Au lendemain de la Première Guerre mondiale, la France se couvre de monuments aux morts. On en dénombre environ 30 000. Le département du Pas-de-Calais, à lui seul, en compte 970. Celui d’Avion (Pas-de-Calais) est dédié au pacifisme.

Si beaucoup de monuments présentent des poilus partant à l’assaut, fusil à la main, d’autres monuments funéraires expriment la douleur de ceux qui restent. Certains monuments pacifistes, beaucoup plus rares, dénoncent la guerre.

La construction d’un monument aux morts est toujours une question politique : le lieu de l’érection du monument et sa composition, c’est-à-dire le message qu’il véhiculera, sont autant d’enjeux sur lesquels les affrontements politiques sont possibles.

À Méricourt, le maire communiste Michel Richard (de 1919 à 1924) s’oppose ainsi au comité d’érection du monument aux morts, arguant que le monument ne doit pas comporter d’éléments guerriers et stigmatiser le vaincu. Son successeur Georges Thernisien, passé à l’Union socialiste-communiste – un petit parti constitué de dissidents communistes – entretient des rapports plus que tendus avec le comité d’érection du monument, qui souhaite le faire inaugurer par le curé et envisage de le démonter pour l’installer sur un terrain privé. L’affaire monopolise les débats du conseil municipal de Méricourt qui décide de faire ériger un cénotaphe au cimetière communal, comportant des éléments renvoyant à des notions de pacifisme.

Le seul monument aux morts pacifiste du Pas-de-Calais

Le seul monument aux morts véritablement pacifiste du Pas-de-Calais se trouve à Avion. Sa construction est décidée par la municipalité de Pierre Duvieuxbourg, maire d’Avion depuis 1920, qui avait adhéré au Parti communiste après le Congrès de Tours, avant de rejoindre, lui aussi, l’Union socialiste-communiste en 1924.

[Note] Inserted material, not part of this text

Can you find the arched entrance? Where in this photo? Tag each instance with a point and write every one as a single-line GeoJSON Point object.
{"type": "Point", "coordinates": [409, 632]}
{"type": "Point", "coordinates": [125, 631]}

Le monument aux morts avionnais représente l’allégorie de la guerre sous les traits de la chanteuse Damia, lâchant son glaive à la vue des mains crispées des suppliciés sortant de terre. Marie-Louise Damien, dite Damia (1889-1978), était une des plus célèbres chanteuses et actrices de l’entre-deux-guerres. Durant la guerre 1914-1918, elle participe aux tournées du théâtre aux armées aux côtés de Mistinguett ou de Sarah Bernhardt, afin de distraire les soldats. Ses chansons aux textes sombres et mélancoliques, qu’elle chante habillée d’une robe noire, éclairée par un seul projecteur, rencontrent un grand succès. En 1927, elle incarne La Marseillaise dans le Napoléon d’Abel Gance.

Le cas de la banderole pour Gaza

La préfecture du Pas-de-Calais avait autorisé la construction du monument aux morts d’Avion à condition d’ôter l’inscription « Tu ne tueras point », inspirée des Dix commandements, considérée par les autorités comme un inacceptable message politique. La municipalité d’Avion laisse cependant le texte.

Le monument aux morts d’Avion est finalement inauguré en décembre 1927 en présence de Clotaire Delourme, le secrétaire régional de l’ARAC, mais sans le sous-préfet et sans les autres associations d’anciens combattants, relate le journal communiste L’Enchaîné : « L’inauguration du monument aux victimes de la guerre n’aura pas donné lieu, dans notre ville, à des palabres patriotiques. […] Grâce aux élus communistes du Conseil municipal, la cérémonie a revêtu le caractère d’une manifestation contre la guerre. Elle a permis aux travailleurs de marquer leur résolution de ne plus se battre au profit de l’impérialisme. […] Le sculpteur Dubois présente son œuvre inspirée de la phrase du Décalogue "Tu ne tueras point". La déesse de la guerre lâche son épée et s’arrête, sidérée d’entendre les cris de haine et de voir les poings des victimes de la guerre qui, sortant de terre, la menacent. […] Elle contraste singulièrement avec tous les monuments patriotards, revanchards et rococo qui ornent trop de nos places publiques ».

La banderole appelant à l’arrêt des massacres à Gaza apposée par Jean Létoquart sur le fronton de l’hôtel de ville d’Avion s’inscrit dans une longue tradition pacifiste, que les autorités ont toujours voulu faire taire.